Police announced names of five people blamed for the attack and said they were part of a “terrorist gang.” Based on their names, all appeared to be Uighurs, the region’s most populous Muslim minority. Police said four were killed in the bombing and the fifth captured Thursday night.
An anti-terrorism campaign with Xinjiang “as the major battlefield” will target extremist groups, underground gun workshops and “terrorist training camps,” the official Xinhua News Agency said. “Terrorists will be hunted down and punished.” Beijing blames unrest on extremists with foreign ties, but Uighur activists say tensions are fueled by an influx of migrants from China’s dominant Han ethnic group and discriminatory government policies.
“The violence is an indication that people are willing to take more drastic measures to express their opposition,” said David Brophy, a Xinjiang historian at the University of Sydney. A heavy-handed response might backfire by inciting sympathy from Central Asian radicals about “the plight of Muslims in Xinjiang,” said Ahmed A.S. Hashim, a terrorism expert at Singapore’s Nanyang Technical University.

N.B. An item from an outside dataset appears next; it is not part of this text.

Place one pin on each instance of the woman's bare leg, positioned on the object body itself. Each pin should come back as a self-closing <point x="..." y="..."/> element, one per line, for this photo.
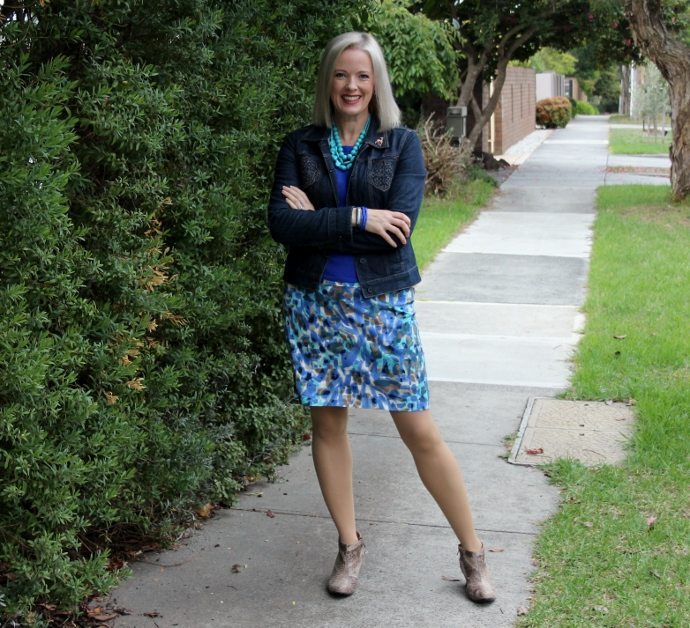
<point x="439" y="471"/>
<point x="333" y="463"/>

In Beijing, the nation’s capital, police announced that they were canceling vacations for officers and would step up patrols at train stations, schools, hospitals and markets.

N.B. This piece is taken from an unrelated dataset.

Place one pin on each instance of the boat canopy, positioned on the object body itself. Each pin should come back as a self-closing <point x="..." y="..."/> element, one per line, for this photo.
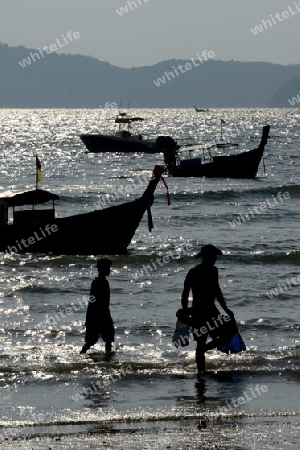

A measure under which passengers at stations in central Beijing are required to undergo security checks will be extended to three additional stations, the city government said. Passengers at all stations already are required to submit handbags and parcels for X-ray examination under rules imposed ahead of the 2008 Summer Olympics in Beijing.
Thursday’s violence was the deadliest single attack in Xinjiang’s recent history, and the latest of several that have targeted civilians in contrast to a past pattern of targeting police and officials. It was the highest death toll since several days of rioting in Urumqi in 2009 between Uighurs and members of China’s dominant Han ethnic group left nearly 200 people dead.